I posted a story in April about my father witnessing Igor Sikorsky’s first helicopter flight. https://kelleytjansson.com/2013/04/18/non-fiction-writing-getting-the-details-right/ My father was only a kid when he witnessed the historic flight. The problem was that he did not remember the date correctly. Fortunately, history recorded the event and I was able to confirm the date via normal research.
What if the event that a memoir writer is trying to place on a timeline is not a historical event? That was exact the situation that I found myself in writing my own stories. About a year ago, I received feedback that my book was “too happy.” Although I am writing about a happy childhood, I decided that the reviewer (thanks Jay!) really had a point. What were the bad things that happened? It was easy to identify the worst one — the year Dad broke his leg.
My father shattered his leg walking up the driveway on a snowy night in December sometime in the 1970s. We had been caught in a snowstorm and returned home after several inches of snow had already fallen. We parked the car close to the road and planned to walk up the ~100 ft driveway to the back of the house. It was easier to shovel the car out after snowstorms if it was closer to the road. The problem with the plan was that my sister did not want to get her feet wet. My father tried to carry her up the driveway. He slipped on ice beneath the snow and tossed my sister aside as he fell, breaking his leg with his own weight. The story really doesn’t end there, however. After a ride in the ambulance, his injury was not correctly diagnosed. Many months later he required surgery to repair the primary damage that had never been detected by the doctors who had originally treated him. Alas, many months of pain for my father, and a great deal of turmoil for the family in general.
The hitch in the story is that I always blamed my sister for Dad’s horribly injury. If I had made the same complaint about not wanting to get my feet wet, then Mom and Dad surely would have insisted that I walk myself. My sister, on the other hand, always seemed to get special treatment. When I added the story to my book, Dad defended my sister and said that she was only a toddler and had “cute little saddle shoes on.” Really? That meant that the event happened much earlier than what I remember. In my memory, the event happened when I was 10, which meant that my sister would have been 8…a little too old for saddle shoes. How do I prove the timeline?
At first I looked for dated pictures of Dad with his cast, but I couldn’t find one. I called the family doctor (a family friend), who gets the credit for getting my father to a competent orthopedic surgeon who eventually fixed his problems.
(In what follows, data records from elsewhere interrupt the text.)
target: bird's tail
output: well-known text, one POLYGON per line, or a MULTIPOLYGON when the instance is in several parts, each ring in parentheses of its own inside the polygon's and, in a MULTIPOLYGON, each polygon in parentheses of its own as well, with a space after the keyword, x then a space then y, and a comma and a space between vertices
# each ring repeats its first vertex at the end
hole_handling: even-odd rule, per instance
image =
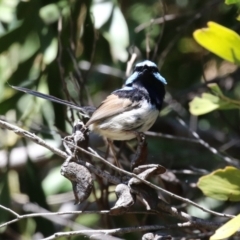
POLYGON ((52 95, 48 95, 48 94, 40 93, 40 92, 37 92, 37 91, 34 91, 34 90, 30 90, 28 88, 16 87, 16 86, 11 86, 11 87, 13 89, 18 90, 18 91, 25 92, 25 93, 34 95, 36 97, 40 97, 40 98, 43 98, 43 99, 46 99, 46 100, 49 100, 49 101, 52 101, 52 102, 56 102, 56 103, 60 103, 60 104, 66 105, 66 106, 68 106, 70 108, 73 108, 73 109, 76 109, 82 115, 84 115, 85 117, 90 117, 91 116, 91 112, 94 111, 94 108, 92 108, 92 107, 79 107, 75 103, 72 103, 72 102, 69 102, 69 101, 66 101, 66 100, 62 100, 62 99, 54 97, 52 95))

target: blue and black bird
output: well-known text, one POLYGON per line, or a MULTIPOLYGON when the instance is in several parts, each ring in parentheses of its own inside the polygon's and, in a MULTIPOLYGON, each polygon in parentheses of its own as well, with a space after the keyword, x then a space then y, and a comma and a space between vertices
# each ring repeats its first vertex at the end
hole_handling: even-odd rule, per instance
MULTIPOLYGON (((93 111, 86 127, 111 140, 124 141, 137 137, 156 121, 163 104, 166 84, 155 63, 146 60, 136 64, 125 86, 112 92, 93 111)), ((21 87, 13 88, 87 112, 86 107, 50 95, 21 87)))

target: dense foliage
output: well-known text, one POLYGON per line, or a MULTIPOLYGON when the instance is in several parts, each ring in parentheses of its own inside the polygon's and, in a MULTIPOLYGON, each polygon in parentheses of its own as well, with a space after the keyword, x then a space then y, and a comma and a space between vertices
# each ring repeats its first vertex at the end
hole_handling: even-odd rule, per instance
MULTIPOLYGON (((61 148, 62 138, 71 134, 79 115, 57 103, 17 92, 10 85, 35 89, 81 106, 98 106, 123 85, 131 72, 127 62, 135 54, 136 62, 150 59, 168 82, 164 107, 147 135, 148 163, 161 164, 168 172, 152 182, 209 209, 237 215, 240 190, 234 181, 239 182, 236 171, 240 166, 238 7, 238 1, 230 0, 2 0, 0 119, 61 148), (203 29, 207 26, 208 30, 203 29), (208 31, 207 36, 201 31, 208 31), (236 196, 224 181, 217 190, 208 189, 228 176, 233 179, 236 196)), ((100 211, 114 205, 115 187, 97 176, 88 200, 74 205, 72 185, 60 174, 62 158, 12 131, 0 129, 0 136, 2 206, 23 215, 100 211)), ((90 135, 89 145, 107 157, 102 139, 90 135)), ((122 165, 129 170, 136 141, 117 142, 115 147, 123 149, 122 165)), ((96 158, 91 162, 102 170, 106 167, 96 158)), ((107 170, 114 175, 112 169, 107 170)), ((192 216, 219 220, 214 214, 168 195, 162 198, 192 216)), ((145 208, 139 201, 131 210, 145 208)), ((15 217, 0 208, 0 224, 15 217)), ((172 216, 146 214, 29 217, 1 228, 0 238, 41 239, 83 226, 112 229, 168 226, 176 222, 172 216)), ((208 239, 213 231, 174 228, 162 233, 208 239)), ((133 231, 122 238, 140 239, 142 235, 133 231)))

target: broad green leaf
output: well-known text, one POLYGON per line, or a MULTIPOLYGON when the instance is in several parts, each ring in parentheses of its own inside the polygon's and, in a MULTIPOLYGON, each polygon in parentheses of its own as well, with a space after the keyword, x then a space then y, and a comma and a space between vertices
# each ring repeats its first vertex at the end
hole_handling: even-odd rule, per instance
POLYGON ((195 97, 190 103, 190 112, 199 116, 217 109, 234 109, 239 108, 238 105, 229 101, 222 100, 220 97, 210 93, 203 93, 201 97, 195 97))
POLYGON ((197 186, 208 197, 222 201, 240 201, 239 183, 240 170, 226 167, 199 178, 197 186))
POLYGON ((215 22, 208 22, 208 28, 198 29, 194 39, 210 52, 240 65, 240 36, 229 28, 215 22))
POLYGON ((111 17, 114 8, 113 1, 97 1, 94 0, 91 12, 95 28, 101 28, 111 17), (103 14, 104 13, 104 14, 103 14))
POLYGON ((72 190, 71 182, 60 174, 60 170, 60 167, 52 168, 43 180, 42 187, 46 195, 72 190))
POLYGON ((46 24, 56 22, 60 17, 60 10, 54 3, 48 4, 39 10, 39 16, 46 24))
POLYGON ((236 4, 240 3, 240 0, 225 0, 225 4, 230 5, 230 4, 236 4))
POLYGON ((225 97, 217 84, 209 84, 211 93, 203 93, 195 97, 190 103, 190 112, 199 116, 214 110, 227 110, 240 108, 240 101, 225 97))
POLYGON ((239 228, 240 228, 240 214, 238 214, 235 218, 229 220, 223 226, 218 228, 215 234, 210 237, 210 240, 226 239, 232 236, 235 232, 237 232, 239 228))
POLYGON ((217 96, 223 96, 222 90, 216 83, 208 84, 208 87, 211 89, 213 93, 215 93, 217 96))

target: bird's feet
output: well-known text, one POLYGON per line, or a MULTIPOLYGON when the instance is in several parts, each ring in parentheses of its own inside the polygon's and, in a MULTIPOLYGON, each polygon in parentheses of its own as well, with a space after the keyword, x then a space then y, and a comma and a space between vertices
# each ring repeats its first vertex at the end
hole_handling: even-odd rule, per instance
POLYGON ((136 154, 134 155, 133 159, 131 160, 131 169, 133 170, 135 167, 143 165, 146 163, 147 160, 147 142, 145 138, 145 134, 141 132, 135 132, 138 146, 136 154))

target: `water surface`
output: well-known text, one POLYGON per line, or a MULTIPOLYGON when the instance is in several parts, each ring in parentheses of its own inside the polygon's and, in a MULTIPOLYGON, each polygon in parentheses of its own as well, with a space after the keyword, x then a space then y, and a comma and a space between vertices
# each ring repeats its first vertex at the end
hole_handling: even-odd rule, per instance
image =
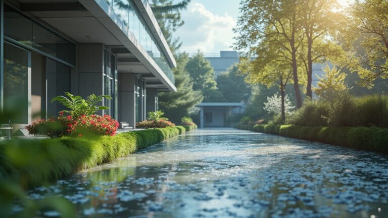
POLYGON ((209 129, 37 188, 30 196, 63 196, 86 217, 383 217, 387 181, 386 155, 209 129))

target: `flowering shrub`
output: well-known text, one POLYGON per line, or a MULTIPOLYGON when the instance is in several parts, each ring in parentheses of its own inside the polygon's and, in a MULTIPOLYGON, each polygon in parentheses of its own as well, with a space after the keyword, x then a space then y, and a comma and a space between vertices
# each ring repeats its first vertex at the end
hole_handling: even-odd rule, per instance
POLYGON ((42 120, 26 127, 31 135, 46 134, 50 138, 64 136, 82 136, 83 133, 101 135, 114 135, 119 127, 119 123, 108 115, 81 115, 73 118, 71 115, 59 116, 48 120, 42 120))
POLYGON ((136 128, 140 129, 166 128, 172 126, 175 126, 175 125, 169 121, 163 119, 156 121, 145 120, 136 124, 136 128))
MULTIPOLYGON (((294 107, 288 96, 286 95, 284 97, 284 112, 286 114, 290 113, 294 107)), ((268 114, 277 115, 281 113, 281 97, 276 93, 271 97, 267 97, 267 102, 264 102, 263 108, 268 114)))

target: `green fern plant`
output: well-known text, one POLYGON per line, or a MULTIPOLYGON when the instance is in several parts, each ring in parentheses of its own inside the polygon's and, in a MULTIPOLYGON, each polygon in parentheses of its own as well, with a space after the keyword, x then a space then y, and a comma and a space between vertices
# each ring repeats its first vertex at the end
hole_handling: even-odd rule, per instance
POLYGON ((100 110, 107 110, 109 107, 99 106, 97 104, 104 98, 112 99, 109 95, 96 96, 94 94, 89 95, 86 99, 79 95, 74 95, 69 92, 65 92, 65 94, 66 96, 59 95, 54 97, 51 99, 51 102, 58 101, 61 103, 69 110, 61 112, 68 113, 74 118, 77 118, 82 115, 90 116, 100 110))
POLYGON ((168 119, 163 117, 164 112, 162 111, 157 111, 156 112, 150 112, 148 113, 148 120, 153 121, 157 121, 159 120, 168 121, 168 119))

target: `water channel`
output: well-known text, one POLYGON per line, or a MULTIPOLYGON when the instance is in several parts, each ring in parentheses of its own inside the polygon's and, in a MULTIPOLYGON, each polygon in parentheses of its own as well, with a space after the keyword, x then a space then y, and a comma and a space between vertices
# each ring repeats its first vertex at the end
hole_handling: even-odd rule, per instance
POLYGON ((82 217, 384 217, 388 156, 201 129, 29 193, 53 194, 82 217))

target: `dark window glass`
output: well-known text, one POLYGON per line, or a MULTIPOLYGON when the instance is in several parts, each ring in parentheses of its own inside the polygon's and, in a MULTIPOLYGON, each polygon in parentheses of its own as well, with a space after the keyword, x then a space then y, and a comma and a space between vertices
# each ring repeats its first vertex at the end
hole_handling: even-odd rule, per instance
POLYGON ((213 114, 211 113, 205 113, 205 123, 210 124, 213 123, 213 114))
POLYGON ((58 113, 66 109, 62 104, 50 102, 51 99, 58 95, 63 95, 70 92, 70 69, 69 67, 47 59, 47 116, 56 117, 58 113))
POLYGON ((32 21, 4 7, 4 35, 26 45, 32 45, 32 21))
POLYGON ((4 108, 14 110, 17 105, 20 116, 11 121, 14 124, 29 121, 29 56, 25 50, 4 43, 4 108))
POLYGON ((32 28, 32 47, 53 57, 57 56, 56 38, 54 33, 34 23, 32 28))
POLYGON ((4 35, 75 65, 75 45, 6 6, 4 7, 4 35))

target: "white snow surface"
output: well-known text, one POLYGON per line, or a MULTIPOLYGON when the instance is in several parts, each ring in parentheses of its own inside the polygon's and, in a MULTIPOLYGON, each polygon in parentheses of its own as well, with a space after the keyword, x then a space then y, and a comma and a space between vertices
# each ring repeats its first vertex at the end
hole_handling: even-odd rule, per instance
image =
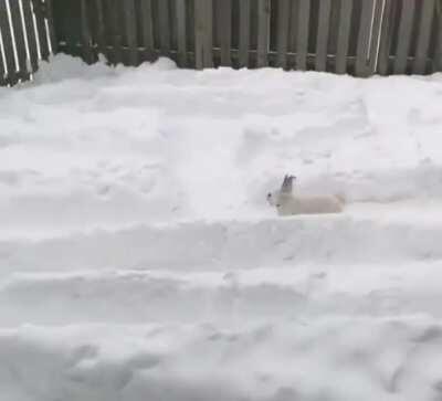
POLYGON ((441 244, 440 74, 57 55, 0 88, 0 401, 441 400, 441 244))

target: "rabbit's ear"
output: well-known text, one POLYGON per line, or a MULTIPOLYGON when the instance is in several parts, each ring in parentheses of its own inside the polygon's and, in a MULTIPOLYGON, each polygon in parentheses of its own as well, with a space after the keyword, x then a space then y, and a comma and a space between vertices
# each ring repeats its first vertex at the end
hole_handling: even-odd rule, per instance
POLYGON ((287 175, 284 176, 283 184, 281 186, 281 192, 291 192, 292 191, 292 180, 287 175))
POLYGON ((281 187, 281 192, 284 193, 292 193, 293 191, 293 180, 296 179, 295 176, 285 176, 283 184, 281 187))

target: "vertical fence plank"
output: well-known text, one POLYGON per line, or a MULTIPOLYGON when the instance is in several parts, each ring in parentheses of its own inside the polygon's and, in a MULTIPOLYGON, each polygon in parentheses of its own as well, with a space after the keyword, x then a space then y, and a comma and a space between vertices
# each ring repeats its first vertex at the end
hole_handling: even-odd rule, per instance
POLYGON ((0 29, 1 35, 3 39, 3 51, 6 65, 7 65, 7 81, 10 84, 14 84, 18 81, 17 71, 15 71, 15 59, 12 46, 12 34, 9 25, 8 10, 7 3, 4 1, 0 1, 0 29))
POLYGON ((250 45, 250 0, 240 0, 240 39, 239 39, 239 65, 249 66, 250 45))
POLYGON ((347 72, 347 55, 350 43, 350 28, 352 14, 352 0, 340 1, 338 43, 336 51, 335 72, 345 74, 347 72))
POLYGON ((218 38, 221 50, 221 65, 231 66, 230 48, 232 43, 232 0, 218 0, 218 38))
POLYGON ((204 12, 204 20, 206 20, 206 29, 204 29, 204 52, 203 52, 203 60, 204 60, 204 67, 212 67, 213 66, 213 1, 206 0, 206 12, 204 12))
POLYGON ((169 1, 158 1, 159 46, 162 55, 170 53, 169 1))
POLYGON ((45 23, 46 4, 43 2, 43 0, 33 0, 32 6, 35 14, 41 57, 48 61, 50 55, 50 50, 49 50, 46 23, 45 23))
POLYGON ((371 45, 371 18, 376 0, 364 0, 359 22, 358 45, 356 51, 356 74, 358 76, 368 76, 368 63, 370 59, 371 45))
POLYGON ((433 71, 442 71, 442 2, 436 2, 436 17, 435 17, 436 38, 435 51, 433 61, 433 71))
POLYGON ((186 0, 176 0, 178 65, 187 66, 186 0))
POLYGON ((404 74, 410 52, 411 31, 413 29, 413 17, 415 0, 402 0, 402 10, 398 33, 398 46, 394 60, 394 74, 404 74))
POLYGON ((429 59, 429 46, 431 28, 434 18, 435 3, 434 0, 425 0, 422 2, 422 14, 419 22, 418 44, 413 61, 413 74, 424 74, 429 59))
POLYGON ((287 68, 290 0, 280 0, 277 9, 277 66, 287 68))
POLYGON ((92 46, 91 21, 87 4, 87 0, 81 0, 82 46, 84 61, 92 64, 94 62, 94 51, 92 46))
POLYGON ((11 22, 12 22, 14 41, 15 41, 15 51, 17 51, 17 57, 18 57, 18 62, 19 62, 18 75, 22 80, 28 80, 29 78, 28 54, 27 54, 27 45, 24 42, 24 32, 23 32, 23 24, 22 24, 19 1, 18 0, 10 1, 9 9, 11 12, 11 22))
POLYGON ((22 0, 23 19, 27 28, 27 40, 30 56, 31 71, 34 73, 39 68, 39 52, 35 38, 35 27, 31 9, 31 0, 22 0))
POLYGON ((296 68, 307 70, 308 29, 311 19, 311 0, 299 0, 298 30, 296 41, 296 68))
MULTIPOLYGON (((0 27, 0 38, 1 38, 1 27, 0 27)), ((0 51, 0 86, 4 86, 7 84, 6 73, 7 72, 4 70, 3 53, 0 51)))
POLYGON ((196 67, 213 65, 212 0, 194 0, 194 60, 196 67))
POLYGON ((102 53, 106 57, 107 54, 107 43, 106 43, 106 30, 104 24, 104 9, 103 9, 103 0, 95 0, 96 8, 96 23, 97 23, 97 53, 102 53))
POLYGON ((56 42, 56 34, 55 34, 55 25, 54 25, 54 7, 52 0, 46 1, 46 21, 48 21, 48 30, 49 30, 49 38, 51 41, 51 49, 52 53, 57 52, 59 43, 56 42))
POLYGON ((316 57, 315 57, 316 71, 326 71, 327 67, 330 11, 332 11, 332 0, 320 0, 318 31, 316 36, 316 57))
POLYGON ((194 67, 204 67, 204 0, 193 0, 194 7, 194 67))
POLYGON ((371 22, 371 36, 369 42, 367 75, 376 73, 379 56, 379 45, 382 29, 385 0, 375 0, 375 9, 371 22))
POLYGON ((145 48, 145 57, 148 61, 155 59, 154 48, 154 24, 152 24, 152 8, 151 0, 141 0, 141 15, 143 15, 143 46, 145 48))
POLYGON ((380 33, 378 73, 387 75, 390 68, 391 39, 394 28, 397 0, 385 0, 383 20, 380 33))
POLYGON ((257 0, 256 66, 269 65, 270 0, 257 0))
POLYGON ((122 62, 122 33, 120 33, 120 23, 119 23, 119 12, 118 6, 119 0, 108 0, 108 7, 110 12, 110 25, 112 25, 112 38, 113 38, 113 48, 114 52, 112 55, 113 64, 116 65, 122 62))
POLYGON ((129 65, 138 65, 138 43, 137 43, 137 18, 135 14, 134 0, 123 2, 124 21, 126 31, 126 43, 129 50, 129 65))

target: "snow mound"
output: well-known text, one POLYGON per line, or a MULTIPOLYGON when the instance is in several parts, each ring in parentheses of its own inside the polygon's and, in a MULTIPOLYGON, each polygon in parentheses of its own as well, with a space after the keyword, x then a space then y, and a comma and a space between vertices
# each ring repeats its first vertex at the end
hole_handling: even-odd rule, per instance
POLYGON ((0 88, 1 401, 442 398, 442 75, 0 88), (266 193, 345 193, 280 219, 266 193))

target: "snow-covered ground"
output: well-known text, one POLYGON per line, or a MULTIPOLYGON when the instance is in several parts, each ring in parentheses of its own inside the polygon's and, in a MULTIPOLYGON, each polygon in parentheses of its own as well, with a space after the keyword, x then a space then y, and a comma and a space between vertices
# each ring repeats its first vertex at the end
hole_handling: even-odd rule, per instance
POLYGON ((0 401, 441 399, 442 75, 0 88, 0 401), (277 218, 284 173, 345 213, 277 218))

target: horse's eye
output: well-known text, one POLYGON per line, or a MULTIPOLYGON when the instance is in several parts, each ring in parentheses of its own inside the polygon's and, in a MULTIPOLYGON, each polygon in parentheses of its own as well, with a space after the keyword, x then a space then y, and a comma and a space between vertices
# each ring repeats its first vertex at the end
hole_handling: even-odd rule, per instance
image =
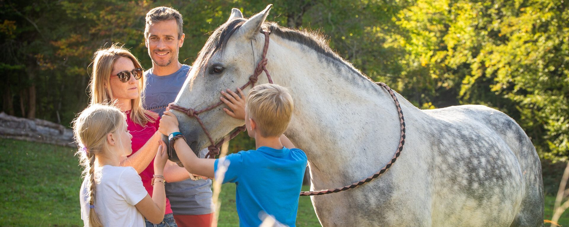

Did he remember the date? Nope, he couldn’t help me. As a last resort, I called the hospital where my father had his surgery. When I asked if I could request medical records from the 1970s, the records department representative laughed at me.
For a while, I was out of ideas. Then, I remembered that I ran next door in the snowstorm to get help from a neighbor on the night Dad broke his leg. The interesting fact about this memory is that the neighbors were new. We had lived amidst farmland, and the beautiful fields were mowed down to build houses. The neighbors had moved into a new house. Voila! I researched the date of the construction and it corresponded to 1977. I was ten years old, just as I had remembered. When I revealed the date to my father, he couldn’t refute it. Although, he was definitely a little irritated that the facts somewhat proved my original sentiments.
Now, I’m certainly not a professional researcher, but I was pretty darn proud of myself to solve the mystery of the broken-leg timeline. Amazingly, I just stumbled over a second piece of information that confirmed the date — see drawing above! I apparently sketched my father in bed with his broken leg and had both signed and dated the picture! I found the drawing when I was going through boxes of childhood scrapbook items. It’s certainly not a very good sketch and very indicative of my lack of artistic talent (and artistic instruction!). “I knew you were no da Vinci,” said Dad when I sent the drawing to him a few days ago.
I had always thought that it was pictures and documents that mostly drove memoir research. This story just goes to prove that there are many ways to fact-check information. Look in your boxes of keepsakes — there may be hidden items that could help with your memoir.